The doctor added: “We are a tertiary referral centre for severe and moderate cases of such conditions. I discussed with the patient and the wife the kind of illness he has, the cause and treatment procedure before we started treatment.

“The wife informed us that the CBN is fully behind the patients’ management and that we should give him the best and that is exactly what we did.

“The patient got a bit uncomfortable later in the night so we attached an official to stay with him and monitor his vital signs because of the severity of his condition. We used about four cylinders of oxygen on him throughout the night.

“In the early hours of the following day, we noticed he was deteriorating in spite of all the treatment procedures. He could no longer sustain breathing and we had to start resuscitation. Sadly, we couldn’t save him. He said he, alongside his colleagues, called the family and informed them of the development. “The wife thanked us for the effort and prayed for us and then asked for a moment with him alone.”
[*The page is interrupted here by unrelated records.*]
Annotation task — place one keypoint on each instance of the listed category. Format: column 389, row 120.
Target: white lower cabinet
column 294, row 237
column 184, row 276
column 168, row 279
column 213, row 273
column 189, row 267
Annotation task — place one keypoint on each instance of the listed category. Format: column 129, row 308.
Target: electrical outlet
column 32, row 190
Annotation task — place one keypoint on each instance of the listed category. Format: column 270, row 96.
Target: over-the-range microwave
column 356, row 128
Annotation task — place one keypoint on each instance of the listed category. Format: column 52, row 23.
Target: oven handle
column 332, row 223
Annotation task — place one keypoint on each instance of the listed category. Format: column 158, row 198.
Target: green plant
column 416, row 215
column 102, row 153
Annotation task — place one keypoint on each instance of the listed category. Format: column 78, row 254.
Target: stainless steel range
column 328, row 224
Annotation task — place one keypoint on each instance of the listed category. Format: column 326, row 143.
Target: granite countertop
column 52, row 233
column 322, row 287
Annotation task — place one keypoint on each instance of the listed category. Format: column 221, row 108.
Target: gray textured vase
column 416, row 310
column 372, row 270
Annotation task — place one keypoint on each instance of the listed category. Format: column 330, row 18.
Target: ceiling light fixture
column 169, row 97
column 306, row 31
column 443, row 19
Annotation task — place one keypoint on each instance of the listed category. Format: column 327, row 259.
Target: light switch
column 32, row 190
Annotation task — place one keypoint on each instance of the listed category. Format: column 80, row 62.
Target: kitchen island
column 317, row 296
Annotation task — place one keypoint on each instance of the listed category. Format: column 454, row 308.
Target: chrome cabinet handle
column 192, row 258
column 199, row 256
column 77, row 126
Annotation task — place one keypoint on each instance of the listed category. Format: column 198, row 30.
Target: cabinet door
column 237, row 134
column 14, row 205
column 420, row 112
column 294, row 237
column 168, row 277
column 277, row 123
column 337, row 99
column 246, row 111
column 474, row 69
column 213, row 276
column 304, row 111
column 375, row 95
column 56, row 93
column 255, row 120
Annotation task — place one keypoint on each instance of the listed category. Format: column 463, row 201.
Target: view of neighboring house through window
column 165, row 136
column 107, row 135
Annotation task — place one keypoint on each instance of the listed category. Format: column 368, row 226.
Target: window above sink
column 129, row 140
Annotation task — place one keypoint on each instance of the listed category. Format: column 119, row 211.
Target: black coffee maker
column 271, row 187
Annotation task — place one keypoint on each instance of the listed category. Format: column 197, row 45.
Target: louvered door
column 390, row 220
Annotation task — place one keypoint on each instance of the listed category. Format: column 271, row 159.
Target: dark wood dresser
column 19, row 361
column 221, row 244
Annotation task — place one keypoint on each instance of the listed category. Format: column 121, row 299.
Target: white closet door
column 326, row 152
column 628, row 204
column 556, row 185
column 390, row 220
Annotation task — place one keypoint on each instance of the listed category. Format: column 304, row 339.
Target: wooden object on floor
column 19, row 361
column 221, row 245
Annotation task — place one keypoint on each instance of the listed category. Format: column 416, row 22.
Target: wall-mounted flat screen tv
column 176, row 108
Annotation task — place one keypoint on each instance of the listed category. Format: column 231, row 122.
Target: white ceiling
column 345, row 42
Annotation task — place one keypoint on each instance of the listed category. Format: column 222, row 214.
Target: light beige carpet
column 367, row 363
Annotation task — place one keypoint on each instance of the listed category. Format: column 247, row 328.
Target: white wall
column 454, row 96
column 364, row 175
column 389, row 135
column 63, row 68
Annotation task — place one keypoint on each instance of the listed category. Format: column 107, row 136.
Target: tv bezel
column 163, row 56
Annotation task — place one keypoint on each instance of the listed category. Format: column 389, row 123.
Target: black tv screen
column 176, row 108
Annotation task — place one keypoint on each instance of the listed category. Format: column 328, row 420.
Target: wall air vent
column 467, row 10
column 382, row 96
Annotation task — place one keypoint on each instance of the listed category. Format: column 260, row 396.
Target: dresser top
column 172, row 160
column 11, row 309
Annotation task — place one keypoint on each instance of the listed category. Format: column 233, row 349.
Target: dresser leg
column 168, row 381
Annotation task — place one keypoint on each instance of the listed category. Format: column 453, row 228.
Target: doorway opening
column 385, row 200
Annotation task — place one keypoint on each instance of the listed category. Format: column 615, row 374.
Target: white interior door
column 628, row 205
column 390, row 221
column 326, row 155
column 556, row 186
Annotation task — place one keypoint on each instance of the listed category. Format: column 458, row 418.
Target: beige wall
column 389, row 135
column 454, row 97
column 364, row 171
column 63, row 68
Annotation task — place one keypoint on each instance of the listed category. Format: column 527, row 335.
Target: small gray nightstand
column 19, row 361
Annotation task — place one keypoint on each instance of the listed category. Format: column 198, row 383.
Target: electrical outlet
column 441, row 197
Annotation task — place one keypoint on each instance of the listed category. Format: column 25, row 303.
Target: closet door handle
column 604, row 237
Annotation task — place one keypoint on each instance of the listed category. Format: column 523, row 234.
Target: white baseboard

On foreign doctor’s intervention

Mr Galadima said as soon as the wife went to see the body, he also left for the office to document certain things while other staffers were on ground for monitoring.

“About an hour later, a phone was brought for me to speak with the eldest son of the deceased who introduced himself as a lawyer and said he had with him a Belgian medical consultant. I narrated to them the sequence of events before the patient was pronounced dead.
“The Belgian consultant insisted that I should do chest compression on the deceased but I told them I am a senior doctor who have been practicing for over 20 years and I already certified the patient dead more than an hour ago but she kept insisting on the chest compression which I find quite unprofessional.

“I informed them that they should come down to the hospital if they want to make further investigations. The wife of the late Mailafia later called my attention to a sign showing in the monitor asking if it meant the man was still alive, I told her we already stopped resuscitation after the man died and that I am deeply sorry for the loss.

“I now asked the nurse to go tidy up the corpse and when she went she saw that they were already doing the chest compressions. The wife later came and met me in the office and asked what is the next step now that the man is dead. I called the public health department and they put the body in the body bag. An ambulance took him to the mortuary for preparation for burial based on the protocol for such deaths.”

On N600,000 deposit claim

Mr Galadima also reaffirmed that the facility never asked for a deposit before treatment, saying such was not a prerequisite for admission at the centre.

“People that come here are mostly in dire situations. So we start treatment first. In his case, we started treatment even before a file was opened,” he said.

Decision on ventilator

On the allegation that the patient was refused to be placed on a ventilator, Mr Galadima said due to the condition of the deceased when he was brought in, the risk of his health escalating if he was put on a ventilator outweighed the benefit. He said that was why he was managed in a highflow oxygen.